Having interacted with Labour ‘centrists’ since before Corbyn resigned, it seems to me that a lot of the current Labour leadership and their enablers are heavily addicted to 1997 nostalgia. Of course, they are forgetting the different context and the reflexivity that ‘we’ have collectively having seen the Blair-Brown years and found them wanting. They shout about Surestart (yay!) but seem strangely forgetful about the constant spinning, overpromising, announcing stuff as new that was already in place or in train. In fact the lesson they also seem to have taken is that you can get away with doing very little if you can manage perceptions, distract, find scapegoats. They forget the steady erosion of the vote share during the Blair years; the slow disenchantment with doing very little because of neolib thinking about what is possible … and that being very relaxed about extreme wealth stored up trouble in the form of money tipping the political scales. And too many of them seem to think that the West Wing is a model to be emulated in respect of politics. They are in their own bubble and insulated from the realities of most of us. They have more in common with Tories and Faragists than most of those they are supposed to represent.

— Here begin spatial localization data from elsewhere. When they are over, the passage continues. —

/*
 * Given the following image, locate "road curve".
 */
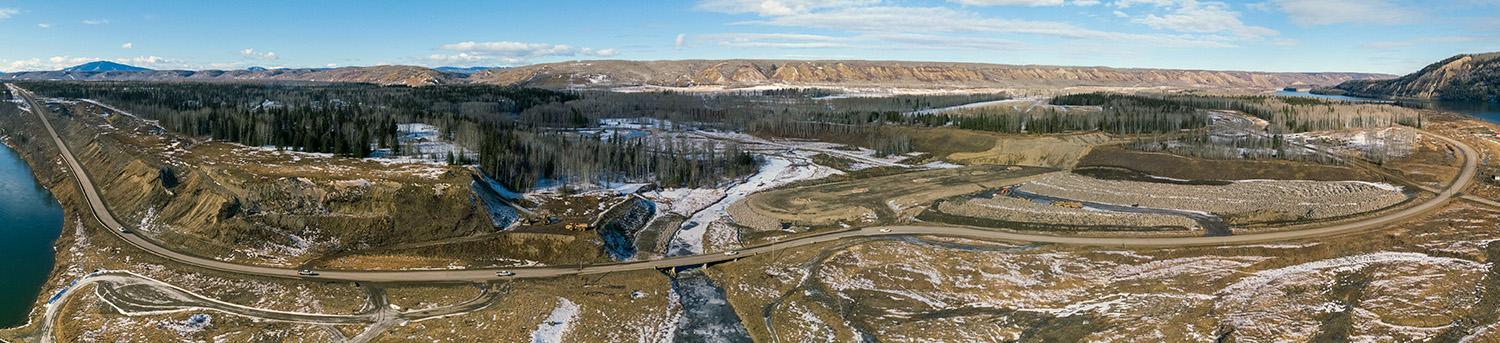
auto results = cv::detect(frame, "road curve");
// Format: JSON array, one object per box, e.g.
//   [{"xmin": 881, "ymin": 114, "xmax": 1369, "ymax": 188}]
[{"xmin": 6, "ymin": 83, "xmax": 1482, "ymax": 283}]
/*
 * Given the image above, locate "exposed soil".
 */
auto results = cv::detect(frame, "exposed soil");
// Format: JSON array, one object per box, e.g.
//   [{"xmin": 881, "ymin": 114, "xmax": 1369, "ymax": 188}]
[{"xmin": 1078, "ymin": 145, "xmax": 1386, "ymax": 182}]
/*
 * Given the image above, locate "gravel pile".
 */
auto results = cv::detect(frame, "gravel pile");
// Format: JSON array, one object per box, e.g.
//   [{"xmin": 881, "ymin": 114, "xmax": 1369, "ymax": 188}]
[
  {"xmin": 1023, "ymin": 173, "xmax": 1406, "ymax": 219},
  {"xmin": 938, "ymin": 196, "xmax": 1199, "ymax": 228}
]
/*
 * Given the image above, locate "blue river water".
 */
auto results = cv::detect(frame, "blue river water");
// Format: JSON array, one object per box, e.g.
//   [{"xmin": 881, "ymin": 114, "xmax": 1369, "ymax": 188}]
[
  {"xmin": 0, "ymin": 143, "xmax": 63, "ymax": 328},
  {"xmin": 1275, "ymin": 90, "xmax": 1500, "ymax": 125}
]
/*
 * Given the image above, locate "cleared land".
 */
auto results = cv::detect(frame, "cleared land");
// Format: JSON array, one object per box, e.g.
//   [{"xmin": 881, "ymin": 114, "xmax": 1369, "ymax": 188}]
[
  {"xmin": 1020, "ymin": 173, "xmax": 1408, "ymax": 223},
  {"xmin": 1077, "ymin": 145, "xmax": 1387, "ymax": 181},
  {"xmin": 728, "ymin": 165, "xmax": 1059, "ymax": 232},
  {"xmin": 937, "ymin": 195, "xmax": 1200, "ymax": 229}
]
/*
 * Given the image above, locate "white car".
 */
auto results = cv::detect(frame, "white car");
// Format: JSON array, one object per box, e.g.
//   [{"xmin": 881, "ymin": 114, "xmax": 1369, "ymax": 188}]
[
  {"xmin": 496, "ymin": 271, "xmax": 516, "ymax": 277},
  {"xmin": 879, "ymin": 228, "xmax": 892, "ymax": 233},
  {"xmin": 297, "ymin": 269, "xmax": 318, "ymax": 276},
  {"xmin": 724, "ymin": 250, "xmax": 739, "ymax": 256}
]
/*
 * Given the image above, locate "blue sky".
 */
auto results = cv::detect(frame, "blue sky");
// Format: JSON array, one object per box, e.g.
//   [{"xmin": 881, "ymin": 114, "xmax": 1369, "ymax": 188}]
[{"xmin": 0, "ymin": 0, "xmax": 1496, "ymax": 74}]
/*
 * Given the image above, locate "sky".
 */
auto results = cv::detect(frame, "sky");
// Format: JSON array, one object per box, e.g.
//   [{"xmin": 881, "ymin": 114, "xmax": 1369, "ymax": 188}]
[{"xmin": 0, "ymin": 0, "xmax": 1496, "ymax": 74}]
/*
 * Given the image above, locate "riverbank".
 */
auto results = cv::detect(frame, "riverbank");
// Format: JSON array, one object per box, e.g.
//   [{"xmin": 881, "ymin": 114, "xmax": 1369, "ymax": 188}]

I’ve just read the contribution from my Labour MP, in our local freebie newspaper.
She’s a Junior Minister of Health.
It’s so sad to read the robotic party line, from someone who used to be a good local MP.
There was no passion, no vision, no acceptance of responsibility to bring about change because of the urgent need and that they have the power to make a difference.
I wonder if she realises how angry we are, or why her vote went down 25% in July, & the Greens came second?
Or if she realises how urgent the need is for action, and what a foolish mistake Reeves is making, sitting waiting for growth, while she actually extracts money OUT of a stagnating economy?
Good questions
She will but be answering them
I doubt she thinks she has the agency to do so
Labour’s promise of growth has turned into a pipe dream under Rachel Reeves’ leadership. The UK economy has stagnated, with near-zero growth in the quarter to September and a 0.1% contraction in October. This dismal performance predates Reeves’ budget, but her fiscal policies have dealt a devastating blow to business confidence.
The £40 billion tax hike, including a £25 billion increase in national insurance contributions, has ravaged manufacturing confidence, leading to a forecasted 0.2% contraction in output for 2024. Reeves’ policies have single-handedly halted the previous improvement in sentiment, exacerbating the economic slowdown.
Without growth, Reeves’ promises of increased public spending are nothing but empty rhetoric. Her response to this failure is a misguided push for austerity, which will only further hinder economic growth. If Reeves remains in office, the consequences will be catastrophic: prolonged economic stagnation, increased unemployment, and erosion of the UK’s international competitiveness.
Reeves must change course or face the consequences of her actions. The UK economy cannot afford her failed leadership.